In the end, the researchers found that the ‘longevity diet’ includes:
- A vegetable and whole grain-rich pescatarian or vegetarian diet
- 30% of calories from vegetable fats such as nuts and olive oil
- A low but sufficient protein diet until age 65 and then moderate protein intake
- Low sugar and refined carbs
- No red or processed meat
- Limited white meat
- 12 hours of eating and 12 of fasting per day
- Around three cycles of a five-day fasting-mimicking diet per year
The researchers further noted that, rather than targeting a certain number of calories, diets should aim to keep BMI under 25 and maintain ideal sex and age-specific body fat and lean body mass levels.
Moreover, they wrote that diets should be adapted to individual needs—especially for those over 65—to avoid malnourishment. Those over 65, for example, may become frail from a low protein diet.
For those without insulin resistance or obesity, high consumption of complex carbohydrates could reduce frailty in this age group and others, the researchers wrote, as it provides energy without increasing insulin and activating glucose signaling pathways.
The researchers also found that periodic fasting between the ages of 18 and 70 could reverse insulin resistance generated by a high calorie diet and regulate blood pressure, total cholesterol, and inflammation.
A recent study supports these findings. It found that changing from the typical Western diet to one rich in vegetables, whole grains, and nuts with reduced red and processed meats is linked to an 8-year-longer life expectancy if started at age 60.
The researchers noted that diets involving calorie and protein restriction were consistently beneficial, whether in short-lived species or om epidemiological studies and large clinical trials.

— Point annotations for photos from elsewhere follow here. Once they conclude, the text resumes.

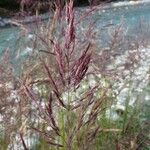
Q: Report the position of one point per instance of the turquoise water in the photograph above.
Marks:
(130, 16)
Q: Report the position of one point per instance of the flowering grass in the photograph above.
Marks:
(67, 95)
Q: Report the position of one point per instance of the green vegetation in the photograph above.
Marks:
(66, 98)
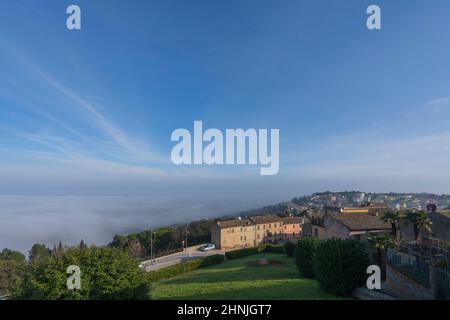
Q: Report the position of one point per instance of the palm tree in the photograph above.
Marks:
(420, 221)
(381, 243)
(393, 217)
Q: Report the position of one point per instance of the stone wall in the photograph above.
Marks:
(403, 287)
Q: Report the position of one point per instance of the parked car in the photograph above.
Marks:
(207, 247)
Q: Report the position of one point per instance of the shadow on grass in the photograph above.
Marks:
(272, 291)
(238, 271)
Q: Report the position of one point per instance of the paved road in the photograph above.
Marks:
(166, 261)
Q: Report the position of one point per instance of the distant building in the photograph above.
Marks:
(353, 225)
(347, 222)
(254, 231)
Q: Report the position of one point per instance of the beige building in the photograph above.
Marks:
(292, 227)
(233, 234)
(254, 231)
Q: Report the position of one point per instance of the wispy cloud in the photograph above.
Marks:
(437, 105)
(111, 149)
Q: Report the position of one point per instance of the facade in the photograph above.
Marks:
(254, 231)
(292, 227)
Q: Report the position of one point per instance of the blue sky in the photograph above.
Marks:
(90, 112)
(104, 100)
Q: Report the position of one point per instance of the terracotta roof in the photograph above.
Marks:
(234, 223)
(380, 205)
(361, 222)
(445, 213)
(266, 219)
(292, 220)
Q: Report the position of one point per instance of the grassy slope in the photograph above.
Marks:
(233, 279)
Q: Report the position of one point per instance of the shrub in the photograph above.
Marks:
(106, 274)
(212, 260)
(236, 254)
(304, 256)
(274, 248)
(289, 248)
(340, 265)
(184, 267)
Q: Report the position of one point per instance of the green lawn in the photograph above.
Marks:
(241, 279)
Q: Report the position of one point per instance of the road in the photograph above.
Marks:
(172, 259)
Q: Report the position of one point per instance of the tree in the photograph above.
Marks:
(420, 221)
(11, 275)
(393, 217)
(82, 245)
(381, 243)
(340, 265)
(12, 265)
(289, 248)
(39, 253)
(8, 255)
(106, 273)
(304, 256)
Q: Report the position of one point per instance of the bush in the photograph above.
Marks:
(184, 267)
(212, 260)
(289, 248)
(304, 256)
(106, 274)
(236, 254)
(340, 265)
(274, 248)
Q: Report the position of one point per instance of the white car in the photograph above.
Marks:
(207, 247)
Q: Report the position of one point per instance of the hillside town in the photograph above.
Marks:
(413, 243)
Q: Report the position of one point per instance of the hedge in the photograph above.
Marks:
(289, 248)
(184, 267)
(340, 265)
(236, 254)
(304, 256)
(274, 248)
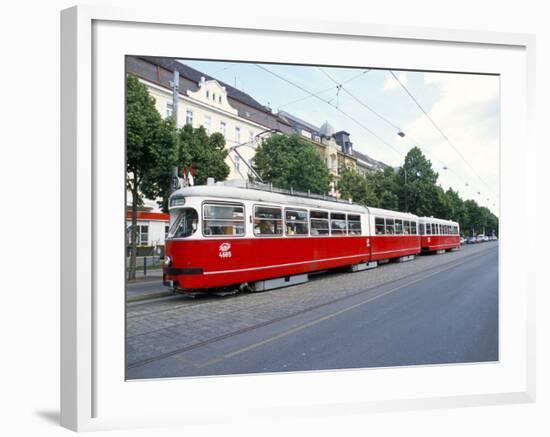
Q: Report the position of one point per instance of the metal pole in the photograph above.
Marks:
(175, 83)
(175, 95)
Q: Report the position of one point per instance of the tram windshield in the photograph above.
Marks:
(185, 224)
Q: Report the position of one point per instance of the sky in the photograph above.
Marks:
(463, 148)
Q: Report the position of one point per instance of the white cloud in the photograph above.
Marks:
(391, 83)
(467, 111)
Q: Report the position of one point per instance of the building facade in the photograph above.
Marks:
(207, 102)
(219, 107)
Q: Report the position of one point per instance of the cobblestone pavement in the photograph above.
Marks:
(159, 328)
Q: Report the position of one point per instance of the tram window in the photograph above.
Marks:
(319, 222)
(354, 224)
(223, 219)
(379, 226)
(389, 227)
(398, 227)
(185, 224)
(337, 223)
(268, 220)
(296, 222)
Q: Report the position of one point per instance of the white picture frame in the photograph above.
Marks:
(92, 394)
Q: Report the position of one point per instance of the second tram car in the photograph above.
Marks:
(438, 235)
(224, 236)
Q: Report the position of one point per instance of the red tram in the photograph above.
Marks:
(227, 236)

They further noted that low but sufficient protein, or a recommended protein intake with high levels of vegetable consumption, could increase the health span by reducing the intake of amino acids including methionine. Methionine has been linked to increased activity in various pro-aging cellular pathways.
When asked how the longevity diet may benefit health from a clinical perspective, Kristin Kirkpatrick, a registered dietitian nutritionist at the Cleveland Clinic and advisor to Dr. Longo’s firm, Prolon, told DTM:
“The diet is primarily plant-based which, based on other similar studies, may contribute to lower risk of chronic conditions such as type 2 diabetes and cardiovascular disease.”
“Plant-based diets have also been associated with lower inflammation levels in multiple studies. As inflammation is the base of many diseases, this may contribute to the longevity factors as well,” she explained.
The researchers conclude that their findings provide solid foundations for future research into nutritional recommendations for healthy longevity.
When asked about the study’s limitations, Dr. Longo, Dr. Kapahi, and Kirkpatrick stressed that there is no ‘one-size-fits-all’ approach. The optimal diet, they say, may differ due to factors including sex, age, genetic makeup, and any sensitivities and intolerances, such as an intolerance to gluten.
Dr. Longo thus recommends people visit a dietician before undertaking a new diet.
Kirkpatrick added that many of her patients visit her when making dietary changes to ensure they are sustainable in the long term.